Leo soltó una carcajada suave.
—Qué desastre. Nuestro pobre amigo haciendo de mensajero emocional sin cobrar nada.
—Totalmente —asentí riendo—. Entre los dos le tuvimos frito.
Nos miramos y la risa se fue transformando en algo más suave, más cálido. Como si por un momento volviéramos a reconocernos, a recordar lo bien que nos entendíamos incluso sin hablar demasiado.
—Por cierto, ¿qué tal van las prácticas? —preguntó, inclinándose un poco hacia mí—. Andrés me dijo que estabas en El País.
—Sí —respondí, notando cómo se me escapaba una sonrisa—. Bastante bien, la verdad. Al principio fue un caos, mucho café, poco sueño y demasiadas correcciones, pero ya le estoy pillando el ritmo. Estoy en la sección de Cultura, rodeada de gente que vive por y para las palabras. Es… no sé, un poco agotador, pero también mi sueño hecho realidad.
—Suena genial —dijó, y me hizo sonreír.
—Lo es—Me encogí de hombros, divertida—. Entre redactores que hablan en titulares y editores que se creen poetas malditos, nunca te aburres. Pero aprendo muchísimo. Me gusta.
Él asintió despacio, y por un segundo me pareció que su expresión se ablandaba.
—Sabía que te iría bien. Siempre fuiste de las que consiguen lo que se proponen.
—No siempre —murmuré, jugando con la cucharilla—. Pero se intenta.
Y entonces, sin pensarlo demasiado, solté la pregunta que llevaba semanas rondándome por dentro:
—Leo… ¿por qué no me llamaste?
Él levantó la mirada, sorprendido al principio, y luego simplemente suspiró. Se pasó una mano por el pelo, como si buscara las palabras adecuadas, y por un momento pensé que iba a esquivar la pregunta. Pero no lo hizo.

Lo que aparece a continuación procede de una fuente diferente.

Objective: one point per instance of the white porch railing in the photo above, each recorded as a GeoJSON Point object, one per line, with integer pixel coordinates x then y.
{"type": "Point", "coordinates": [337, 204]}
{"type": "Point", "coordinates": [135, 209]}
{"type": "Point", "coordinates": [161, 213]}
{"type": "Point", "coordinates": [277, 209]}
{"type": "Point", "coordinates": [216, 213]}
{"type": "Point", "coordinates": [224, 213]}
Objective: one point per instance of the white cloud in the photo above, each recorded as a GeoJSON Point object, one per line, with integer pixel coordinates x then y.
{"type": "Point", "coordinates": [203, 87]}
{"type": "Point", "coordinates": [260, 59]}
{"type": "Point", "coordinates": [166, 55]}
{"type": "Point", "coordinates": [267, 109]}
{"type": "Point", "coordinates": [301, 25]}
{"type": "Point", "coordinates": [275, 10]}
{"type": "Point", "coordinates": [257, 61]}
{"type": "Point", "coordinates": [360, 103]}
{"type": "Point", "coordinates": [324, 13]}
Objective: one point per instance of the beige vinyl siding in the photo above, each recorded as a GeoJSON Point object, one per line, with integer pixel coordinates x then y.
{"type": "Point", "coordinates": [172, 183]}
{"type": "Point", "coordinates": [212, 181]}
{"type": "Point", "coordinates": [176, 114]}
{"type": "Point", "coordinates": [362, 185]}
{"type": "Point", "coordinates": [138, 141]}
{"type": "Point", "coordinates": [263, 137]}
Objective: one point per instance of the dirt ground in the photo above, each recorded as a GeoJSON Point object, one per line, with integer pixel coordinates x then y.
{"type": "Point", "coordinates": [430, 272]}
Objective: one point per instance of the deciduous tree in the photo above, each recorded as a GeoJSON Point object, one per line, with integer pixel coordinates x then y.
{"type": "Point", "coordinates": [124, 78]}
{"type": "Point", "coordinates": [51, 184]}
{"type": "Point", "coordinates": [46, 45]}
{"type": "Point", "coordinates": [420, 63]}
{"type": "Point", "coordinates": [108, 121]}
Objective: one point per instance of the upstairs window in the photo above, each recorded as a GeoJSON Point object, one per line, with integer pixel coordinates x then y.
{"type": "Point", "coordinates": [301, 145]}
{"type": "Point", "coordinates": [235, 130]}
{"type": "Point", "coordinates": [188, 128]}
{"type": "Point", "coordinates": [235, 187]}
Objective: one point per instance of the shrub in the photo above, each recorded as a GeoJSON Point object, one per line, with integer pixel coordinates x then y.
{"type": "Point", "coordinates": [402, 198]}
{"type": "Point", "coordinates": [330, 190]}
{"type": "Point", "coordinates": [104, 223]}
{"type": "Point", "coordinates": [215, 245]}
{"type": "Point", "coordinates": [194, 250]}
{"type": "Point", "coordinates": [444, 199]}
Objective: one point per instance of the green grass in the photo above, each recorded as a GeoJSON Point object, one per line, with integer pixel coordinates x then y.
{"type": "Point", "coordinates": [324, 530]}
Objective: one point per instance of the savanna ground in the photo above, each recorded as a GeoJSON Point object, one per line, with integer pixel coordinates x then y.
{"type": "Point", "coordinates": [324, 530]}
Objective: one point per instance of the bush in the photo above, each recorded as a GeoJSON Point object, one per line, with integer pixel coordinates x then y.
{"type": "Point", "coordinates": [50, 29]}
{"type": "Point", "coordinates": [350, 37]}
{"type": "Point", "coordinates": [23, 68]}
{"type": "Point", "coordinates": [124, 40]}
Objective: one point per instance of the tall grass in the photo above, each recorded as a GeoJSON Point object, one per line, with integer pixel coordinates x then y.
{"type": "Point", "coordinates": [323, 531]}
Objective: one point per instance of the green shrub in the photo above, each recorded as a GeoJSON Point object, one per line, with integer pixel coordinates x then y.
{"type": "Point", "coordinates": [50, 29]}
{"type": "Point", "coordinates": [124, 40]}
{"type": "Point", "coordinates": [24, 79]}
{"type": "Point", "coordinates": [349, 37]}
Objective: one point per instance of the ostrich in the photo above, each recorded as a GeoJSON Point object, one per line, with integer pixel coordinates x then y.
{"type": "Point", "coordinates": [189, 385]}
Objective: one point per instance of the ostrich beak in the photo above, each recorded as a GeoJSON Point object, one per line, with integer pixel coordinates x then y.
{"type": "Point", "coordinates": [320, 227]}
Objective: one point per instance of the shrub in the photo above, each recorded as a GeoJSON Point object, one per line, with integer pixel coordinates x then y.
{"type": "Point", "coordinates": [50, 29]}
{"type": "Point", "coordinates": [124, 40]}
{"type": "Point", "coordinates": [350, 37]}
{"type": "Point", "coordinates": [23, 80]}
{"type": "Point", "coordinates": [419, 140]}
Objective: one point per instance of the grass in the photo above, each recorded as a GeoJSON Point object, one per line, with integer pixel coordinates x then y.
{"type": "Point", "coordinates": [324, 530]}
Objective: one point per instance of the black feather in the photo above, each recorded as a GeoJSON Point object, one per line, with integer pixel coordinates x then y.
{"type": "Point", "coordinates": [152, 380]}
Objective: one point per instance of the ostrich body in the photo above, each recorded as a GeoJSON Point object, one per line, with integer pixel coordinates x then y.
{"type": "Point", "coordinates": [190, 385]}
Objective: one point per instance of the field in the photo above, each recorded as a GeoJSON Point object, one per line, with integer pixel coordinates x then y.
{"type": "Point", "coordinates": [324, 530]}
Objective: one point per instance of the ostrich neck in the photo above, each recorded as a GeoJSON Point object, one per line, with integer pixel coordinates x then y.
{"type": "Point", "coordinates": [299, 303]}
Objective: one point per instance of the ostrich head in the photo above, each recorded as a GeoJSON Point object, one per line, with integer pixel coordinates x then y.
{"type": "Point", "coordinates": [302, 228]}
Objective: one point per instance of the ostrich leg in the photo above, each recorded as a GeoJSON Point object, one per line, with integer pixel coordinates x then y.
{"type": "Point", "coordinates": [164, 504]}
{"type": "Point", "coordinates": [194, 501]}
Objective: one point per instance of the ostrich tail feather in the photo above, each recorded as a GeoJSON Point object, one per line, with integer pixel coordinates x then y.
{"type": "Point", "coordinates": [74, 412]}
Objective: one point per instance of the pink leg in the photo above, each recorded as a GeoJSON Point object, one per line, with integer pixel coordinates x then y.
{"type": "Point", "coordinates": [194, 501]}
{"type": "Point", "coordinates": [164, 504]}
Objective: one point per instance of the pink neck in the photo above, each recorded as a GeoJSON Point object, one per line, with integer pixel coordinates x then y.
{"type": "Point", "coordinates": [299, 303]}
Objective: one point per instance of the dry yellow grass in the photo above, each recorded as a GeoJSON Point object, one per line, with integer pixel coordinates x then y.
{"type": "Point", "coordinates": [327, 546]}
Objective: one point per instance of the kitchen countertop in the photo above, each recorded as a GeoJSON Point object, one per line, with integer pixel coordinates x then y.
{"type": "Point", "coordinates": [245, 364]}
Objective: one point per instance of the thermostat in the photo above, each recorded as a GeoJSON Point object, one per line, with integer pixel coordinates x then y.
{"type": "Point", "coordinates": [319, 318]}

—Porque soy un idiota —dijo al fin, sin rodeos.
Me reí, aunque no había nada gracioso.
—Bueno, eso ya lo sabías. Pero… ¿por qué de verdad?
—No lo sé. —Se encogió de hombros, pero su tono era sincero—. Quise hacerlo mil veces. Te juro que tuve el teléfono en la mano más de una noche. Pero cada vez que lo intentaba… me frenaba. Te veía tan decidida cuando te marchaste, tan segura de lo que querías, que pensé que lo mejor era dejarte espacio. Que si de verdad me necesitabas, serías tú quien me buscaría.
—¿Y eso te parecía justo? —pregunté, alzando una ceja.
—No. Pero me parecía lo menos egoísta. —Hizo una pausa, bajando la voz—. Y también tenía miedo, Elo. De que me colgaras, o peor… de que me hablaras con esa calma tuya que duele más que cualquier grito.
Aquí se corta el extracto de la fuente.